Embargo Ransomware Group Amasses $34M, Linked to BlackCat
The Embargo ransomware group has rapidly emerged as a significant threat, accumulating over $34 million in crypto-related ransom payments since April 2024. Operating on a ransomware-as-a-service (RaaS) model, Embargo has primarily targeted critical infrastructure in the US, including healthcare facilities.
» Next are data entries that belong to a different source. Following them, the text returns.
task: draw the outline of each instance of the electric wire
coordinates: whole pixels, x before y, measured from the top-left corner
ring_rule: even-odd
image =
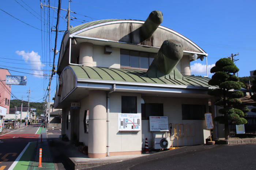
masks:
[[[34,27],[34,26],[31,26],[31,25],[30,25],[29,24],[28,24],[28,23],[25,23],[25,22],[23,22],[23,21],[22,21],[22,20],[20,20],[20,19],[18,19],[18,18],[16,18],[15,17],[15,16],[13,16],[13,15],[11,15],[11,14],[10,14],[10,13],[8,13],[7,12],[5,11],[4,11],[2,9],[1,9],[1,8],[0,8],[0,10],[2,11],[3,11],[3,12],[4,12],[5,13],[6,13],[8,14],[8,15],[9,15],[10,16],[11,16],[11,17],[13,17],[13,18],[15,18],[15,19],[16,19],[16,20],[18,20],[18,21],[20,21],[20,22],[22,22],[22,23],[24,23],[24,24],[26,24],[26,25],[27,25],[28,26],[30,26],[30,27],[33,27],[33,28],[35,28],[35,29],[36,29],[37,30],[39,30],[42,31],[42,30],[41,30],[41,29],[40,29],[39,28],[37,28],[37,27]]]

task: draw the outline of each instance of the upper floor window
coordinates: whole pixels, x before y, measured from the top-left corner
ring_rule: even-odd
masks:
[[[205,105],[182,104],[182,120],[204,120],[206,113]]]
[[[152,63],[156,54],[151,53],[121,49],[121,67],[146,70]]]

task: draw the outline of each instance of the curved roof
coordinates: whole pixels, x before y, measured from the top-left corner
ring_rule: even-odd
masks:
[[[158,84],[174,85],[199,88],[216,88],[216,86],[208,85],[211,79],[208,77],[194,76],[183,76],[182,80],[171,77],[166,75],[164,77],[151,78],[144,76],[146,71],[135,70],[123,69],[106,68],[99,67],[69,66],[65,69],[73,70],[78,79],[78,81],[82,80],[100,80],[112,82],[125,82],[143,83],[144,84]],[[64,69],[65,70],[65,69]]]
[[[132,20],[131,19],[110,19],[94,21],[73,27],[72,28],[69,29],[68,31],[69,32],[69,33],[71,34],[78,31],[83,30],[86,28],[87,28],[91,26],[93,26],[95,25],[97,25],[97,24],[102,24],[102,23],[110,22],[111,21],[121,21],[124,20]]]

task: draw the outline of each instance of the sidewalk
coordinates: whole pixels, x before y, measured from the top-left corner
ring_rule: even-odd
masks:
[[[69,142],[64,142],[60,139],[54,139],[50,147],[52,152],[57,152],[61,155],[69,166],[72,169],[84,169],[109,163],[122,162],[150,154],[159,153],[151,152],[149,154],[140,155],[110,156],[101,158],[90,158],[88,155],[79,151],[77,148],[70,144]],[[56,153],[56,155],[57,153]]]

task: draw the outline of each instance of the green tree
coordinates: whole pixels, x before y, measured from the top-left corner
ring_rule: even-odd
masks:
[[[214,104],[222,107],[219,112],[223,116],[217,116],[214,120],[225,125],[225,138],[229,138],[229,125],[247,123],[243,117],[244,113],[249,111],[246,106],[241,105],[239,98],[243,96],[241,82],[235,73],[239,69],[231,59],[221,58],[217,61],[211,69],[214,73],[208,82],[210,85],[217,86],[219,88],[210,89],[208,94],[215,97]]]
[[[256,70],[253,72],[253,76],[256,76]],[[254,93],[254,94],[252,96],[251,98],[256,101],[256,78],[255,78],[252,81],[252,91]],[[256,106],[256,104],[253,104],[253,106]],[[252,112],[256,112],[256,108],[252,109],[251,111]]]

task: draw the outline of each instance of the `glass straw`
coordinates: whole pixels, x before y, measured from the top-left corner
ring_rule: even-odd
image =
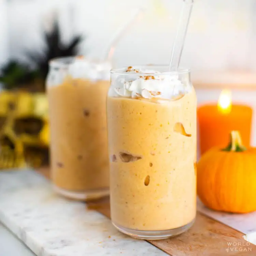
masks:
[[[107,53],[105,57],[105,59],[106,59],[109,61],[111,61],[117,44],[118,43],[124,35],[127,32],[129,29],[131,27],[132,24],[139,18],[143,11],[143,10],[141,8],[136,9],[136,11],[131,18],[124,26],[120,28],[118,31],[117,32],[113,39],[111,41],[110,46],[108,47],[108,50],[107,51]]]
[[[183,0],[182,9],[172,48],[169,71],[178,70],[191,15],[194,0]]]

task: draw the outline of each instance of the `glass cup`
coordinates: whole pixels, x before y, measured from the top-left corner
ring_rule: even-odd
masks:
[[[49,63],[51,176],[58,193],[86,200],[109,194],[106,97],[110,64],[82,57]]]
[[[111,71],[107,99],[112,223],[131,236],[166,238],[196,211],[196,105],[188,70]]]

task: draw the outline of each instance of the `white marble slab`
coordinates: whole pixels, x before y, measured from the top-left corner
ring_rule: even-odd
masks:
[[[256,212],[234,214],[212,211],[197,199],[197,210],[220,222],[243,233],[245,239],[256,244]]]
[[[31,170],[0,172],[0,221],[39,256],[167,255],[123,234],[84,204],[57,196]]]

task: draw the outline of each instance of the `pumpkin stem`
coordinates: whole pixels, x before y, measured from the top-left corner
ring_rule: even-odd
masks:
[[[243,152],[246,148],[243,145],[240,133],[238,131],[232,131],[230,134],[230,140],[227,147],[224,148],[224,151]]]

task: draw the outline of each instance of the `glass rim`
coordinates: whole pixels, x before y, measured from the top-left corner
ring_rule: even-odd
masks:
[[[172,75],[178,74],[189,74],[191,70],[189,69],[179,68],[177,71],[171,70],[169,71],[169,66],[167,65],[136,65],[134,66],[130,66],[134,69],[136,69],[136,68],[145,68],[151,70],[154,70],[156,71],[158,71],[159,73],[156,74],[155,73],[139,73],[127,72],[126,71],[127,69],[127,67],[123,67],[118,68],[112,69],[110,70],[110,73],[111,74],[114,74],[116,75],[133,75],[138,76],[150,76],[150,75],[161,75],[161,76],[170,76]],[[163,71],[159,71],[159,69],[163,68]]]
[[[80,61],[84,61],[85,62],[92,64],[111,64],[109,61],[106,60],[101,61],[86,57],[83,55],[77,55],[54,58],[49,61],[49,65],[52,68],[67,68],[76,60],[79,60]]]

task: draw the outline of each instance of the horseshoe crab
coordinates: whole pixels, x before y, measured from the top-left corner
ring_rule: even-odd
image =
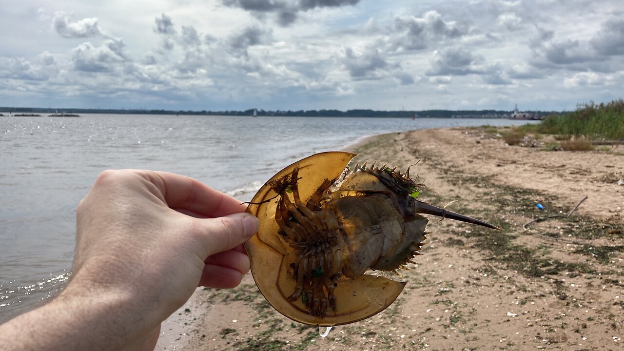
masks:
[[[421,254],[427,219],[420,214],[498,229],[416,199],[422,184],[409,169],[349,169],[355,156],[323,152],[295,162],[247,208],[260,222],[245,244],[254,280],[268,302],[295,321],[339,325],[390,305],[406,282],[375,273],[396,273]]]

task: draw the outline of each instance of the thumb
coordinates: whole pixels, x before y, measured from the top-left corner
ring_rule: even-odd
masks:
[[[258,231],[258,219],[246,212],[205,219],[204,243],[207,257],[231,250],[247,241]]]

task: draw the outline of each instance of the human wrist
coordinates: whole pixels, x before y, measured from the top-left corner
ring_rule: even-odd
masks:
[[[2,350],[142,349],[137,340],[148,339],[159,323],[149,322],[137,310],[128,309],[132,297],[125,293],[94,292],[70,284],[48,304],[0,326]]]

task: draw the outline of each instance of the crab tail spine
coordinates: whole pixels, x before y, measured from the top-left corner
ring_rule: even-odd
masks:
[[[444,209],[441,209],[437,206],[434,206],[431,204],[427,202],[423,202],[422,201],[416,201],[416,206],[414,209],[414,213],[424,213],[426,214],[432,214],[434,215],[437,215],[442,218],[448,218],[450,219],[454,219],[455,220],[461,220],[462,222],[466,222],[467,223],[471,223],[472,224],[477,224],[479,225],[482,225],[487,228],[492,228],[492,229],[496,229],[500,230],[500,228],[498,227],[490,224],[487,222],[484,222],[479,219],[472,218],[471,217],[468,217],[467,215],[464,215],[462,214],[459,214],[458,213],[454,212],[452,211],[449,211]]]

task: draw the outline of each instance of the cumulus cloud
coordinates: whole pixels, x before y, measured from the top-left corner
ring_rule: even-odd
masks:
[[[155,21],[156,27],[154,28],[154,32],[165,35],[173,35],[176,33],[175,29],[173,28],[173,22],[168,16],[162,14],[160,17],[157,17]]]
[[[358,79],[378,78],[376,72],[388,66],[379,50],[373,47],[364,52],[358,52],[348,47],[344,50],[342,62],[349,71],[349,74]]]
[[[273,40],[273,32],[270,29],[251,26],[242,32],[230,37],[228,43],[230,49],[247,56],[247,49],[250,46],[269,44]]]
[[[183,44],[186,46],[199,46],[202,44],[197,30],[192,26],[182,26],[181,37]]]
[[[74,69],[83,72],[108,72],[129,58],[124,52],[125,44],[121,39],[111,39],[100,46],[84,42],[72,52],[71,63]]]
[[[301,12],[320,7],[353,6],[360,0],[223,0],[226,6],[250,11],[256,17],[275,15],[281,26],[288,26],[297,19]]]
[[[499,26],[509,31],[517,31],[522,27],[522,19],[514,13],[504,13],[499,16],[497,22]]]
[[[72,21],[69,16],[62,11],[54,13],[52,26],[56,32],[65,38],[96,37],[102,34],[95,17]]]
[[[482,60],[482,57],[461,47],[436,50],[431,61],[431,68],[426,74],[427,76],[466,76],[478,73],[472,66]]]
[[[54,56],[44,51],[32,59],[0,57],[0,77],[25,81],[47,81],[58,74]]]
[[[611,85],[613,77],[608,74],[600,74],[595,72],[580,72],[570,78],[563,79],[563,86],[572,88],[582,86],[602,86]]]
[[[624,19],[605,22],[590,42],[601,55],[624,55]]]
[[[400,16],[394,18],[392,49],[421,50],[433,41],[458,38],[462,35],[457,24],[446,21],[435,11],[427,11],[422,17]]]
Blockchain intelligence firm TRM Labs suggests a strong connection between Embargo and the BlackCat (ALPHV) operation, citing shared Rust programming language use, similar data leak site designs, and common wallet infrastructure. Embargo employs double extortion tactics, encrypting systems and threatening to leak sensitive data. The group favors targeting the healthcare, business services, and manufacturing sectors, with a preference for US-based victims.
To launder proceeds, Embargo utilizes intermediary wallets, high-risk exchanges, and sanctioned platforms like Cryptex.net. Approximately $18.8 million in crypto remains dormant in unaffiliated wallets, potentially to delay detection.
The UK is proposing a ban on ransomware payments for public sector bodies and critical infrastructure operators, alongside a mandatory reporting regime for certain ransom payments. Despite the rise of groups like Embargo, overall ransomware revenues saw a 35% drop last year, indicating potential progress in combating cybercrime.